The accomplished new addition being 24 year old Kalgoorlie, WA actor, Meyne Wyatt, who now has the questionable distinction of being the show’s first ever indigenous Australian principal cast member.

A quick history lesson: the first indigenous Australian actor to appear on Neighbours was actually Tony Briggs, who went on to pen award winning play The Sapphires, adapted into a film which serendipitously starred Wyatt, whose other film and TV credits include ABC’s Redfern Now and the forthcoming Australian drama film Strangerland, starring Nicole Kidman, Joseph Fiennes and Hugo Weaving

Per Fairfax, Wyatt will play Nate Kinski, a “non-indigenous character loosely linked to two of Ramsay Street’s longtime residents, Susan and Karl Kennedy.”
According to Ten, Wyatt’s appointment had nothing to do with his skin colour. “While cultural diversity is definitely important, in cases where we don’t need a specific ethnic background, our brief to agents is to put forward their best people and that was the case for this character,” series producer Jason Herbison said. “Meyne is an exceptional young award-winning actor and very much on the radar of casting directors. We feel very privileged to have him join our regular cast. From his first audition, we knew we had found the best actor for the role.”  

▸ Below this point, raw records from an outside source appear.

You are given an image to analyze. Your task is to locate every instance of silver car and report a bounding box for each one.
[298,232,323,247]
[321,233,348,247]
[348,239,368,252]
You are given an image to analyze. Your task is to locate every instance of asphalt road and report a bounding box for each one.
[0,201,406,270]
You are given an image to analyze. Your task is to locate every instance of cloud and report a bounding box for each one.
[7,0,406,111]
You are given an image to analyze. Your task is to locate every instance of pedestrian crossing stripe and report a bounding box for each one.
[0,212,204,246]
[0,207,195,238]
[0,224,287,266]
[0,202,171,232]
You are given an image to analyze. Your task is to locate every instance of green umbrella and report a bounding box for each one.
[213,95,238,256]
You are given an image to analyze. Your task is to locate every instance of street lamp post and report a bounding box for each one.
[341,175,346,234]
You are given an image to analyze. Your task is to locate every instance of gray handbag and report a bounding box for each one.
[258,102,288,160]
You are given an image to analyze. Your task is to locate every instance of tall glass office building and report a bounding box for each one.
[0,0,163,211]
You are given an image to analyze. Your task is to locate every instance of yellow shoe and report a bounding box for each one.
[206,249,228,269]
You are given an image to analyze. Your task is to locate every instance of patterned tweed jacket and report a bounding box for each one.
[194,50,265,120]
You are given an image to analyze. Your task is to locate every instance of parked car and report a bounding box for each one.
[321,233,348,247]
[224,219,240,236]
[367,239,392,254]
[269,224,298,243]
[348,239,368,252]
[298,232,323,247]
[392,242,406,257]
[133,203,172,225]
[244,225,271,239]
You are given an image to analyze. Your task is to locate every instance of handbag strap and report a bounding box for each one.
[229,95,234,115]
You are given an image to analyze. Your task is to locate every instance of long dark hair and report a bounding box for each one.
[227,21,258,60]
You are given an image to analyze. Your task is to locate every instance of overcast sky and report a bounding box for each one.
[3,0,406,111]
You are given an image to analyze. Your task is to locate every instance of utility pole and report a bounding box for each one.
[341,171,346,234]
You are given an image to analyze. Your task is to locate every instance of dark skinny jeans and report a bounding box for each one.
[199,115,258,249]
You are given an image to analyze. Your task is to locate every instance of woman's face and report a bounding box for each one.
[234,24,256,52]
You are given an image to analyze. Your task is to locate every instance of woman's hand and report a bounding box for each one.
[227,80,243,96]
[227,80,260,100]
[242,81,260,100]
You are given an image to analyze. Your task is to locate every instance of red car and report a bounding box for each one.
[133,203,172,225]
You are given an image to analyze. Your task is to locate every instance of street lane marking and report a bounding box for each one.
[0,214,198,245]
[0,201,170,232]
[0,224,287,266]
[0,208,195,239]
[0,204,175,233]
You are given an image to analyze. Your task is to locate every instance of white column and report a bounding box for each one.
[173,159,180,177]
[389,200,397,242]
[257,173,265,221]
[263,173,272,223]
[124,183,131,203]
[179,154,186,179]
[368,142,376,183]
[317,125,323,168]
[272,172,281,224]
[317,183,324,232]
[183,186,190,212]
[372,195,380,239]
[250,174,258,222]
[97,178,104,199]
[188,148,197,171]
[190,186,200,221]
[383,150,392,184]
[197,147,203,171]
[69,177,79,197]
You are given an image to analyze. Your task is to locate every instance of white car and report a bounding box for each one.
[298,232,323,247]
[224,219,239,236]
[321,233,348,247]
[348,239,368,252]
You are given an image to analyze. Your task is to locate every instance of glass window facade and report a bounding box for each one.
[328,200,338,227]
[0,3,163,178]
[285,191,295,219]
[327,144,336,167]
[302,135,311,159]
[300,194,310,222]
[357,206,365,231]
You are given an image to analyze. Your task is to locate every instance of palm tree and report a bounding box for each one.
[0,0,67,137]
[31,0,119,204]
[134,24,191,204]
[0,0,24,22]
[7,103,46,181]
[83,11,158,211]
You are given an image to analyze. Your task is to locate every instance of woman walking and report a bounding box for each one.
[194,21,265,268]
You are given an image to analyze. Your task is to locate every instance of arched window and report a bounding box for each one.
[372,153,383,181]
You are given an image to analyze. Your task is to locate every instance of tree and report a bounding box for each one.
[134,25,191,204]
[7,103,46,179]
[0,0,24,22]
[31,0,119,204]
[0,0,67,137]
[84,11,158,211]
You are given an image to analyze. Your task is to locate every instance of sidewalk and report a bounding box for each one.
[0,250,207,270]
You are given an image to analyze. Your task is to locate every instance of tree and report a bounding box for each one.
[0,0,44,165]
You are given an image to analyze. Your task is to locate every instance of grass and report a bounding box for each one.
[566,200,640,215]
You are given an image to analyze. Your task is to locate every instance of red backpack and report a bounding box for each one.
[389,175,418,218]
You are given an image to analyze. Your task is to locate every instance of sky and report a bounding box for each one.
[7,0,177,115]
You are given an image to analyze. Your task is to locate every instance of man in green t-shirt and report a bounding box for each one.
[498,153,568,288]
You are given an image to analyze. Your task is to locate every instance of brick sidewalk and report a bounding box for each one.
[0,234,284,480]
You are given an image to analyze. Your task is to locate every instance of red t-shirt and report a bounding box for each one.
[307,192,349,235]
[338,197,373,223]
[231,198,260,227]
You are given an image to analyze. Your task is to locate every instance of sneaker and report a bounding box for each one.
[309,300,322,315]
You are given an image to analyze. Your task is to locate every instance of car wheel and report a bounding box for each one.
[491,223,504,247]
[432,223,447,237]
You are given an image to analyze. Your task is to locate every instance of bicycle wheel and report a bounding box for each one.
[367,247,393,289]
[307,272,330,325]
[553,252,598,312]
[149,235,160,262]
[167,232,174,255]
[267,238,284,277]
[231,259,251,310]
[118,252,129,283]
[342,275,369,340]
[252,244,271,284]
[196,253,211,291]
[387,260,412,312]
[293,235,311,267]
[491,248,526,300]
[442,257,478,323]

This lack of diversity is nothing new, of course. 

In 2012, minor controversy erupted when Firass Dirani (The Combination, Underbelly: The Golden Mile), a Sydney born actor of Lebanese descent, criticised Australian casting directors for systematically presenting a narrowly focused portrayal of multicultural Australia.   

“There has to be a call for the networks to put on shows with these cultural differences because this is who we are in 2012,” he said at the time. “Hopefully the networks start writing shows that cater for different actors and different cultural backgrounds.”  

Dirani singled out Seven series Winners & Losers, saying “people on Winners & Losers in their floral colours and their pastels … I don’t even know people like this…We need to watch ourselves, warts and all; flaws and all.”  

Diranni’s gripe was echoed by former Home and Away actor Jay Laga’aia (New Zealand born of Samoan descent) who bemoaned what he labelled a “white Australia” policy among Australian casting directors.   

“As someone who lost his job on H&A because they couldn’t write two ethnics that weren’t together, I’d like the chance to ply my trade.” he tweeted. 

Better late than never from a show which addressed whitewashing concerns in the early 90s by introducing an asian family called the Lims who were later accused of eating their neighbour’s dog.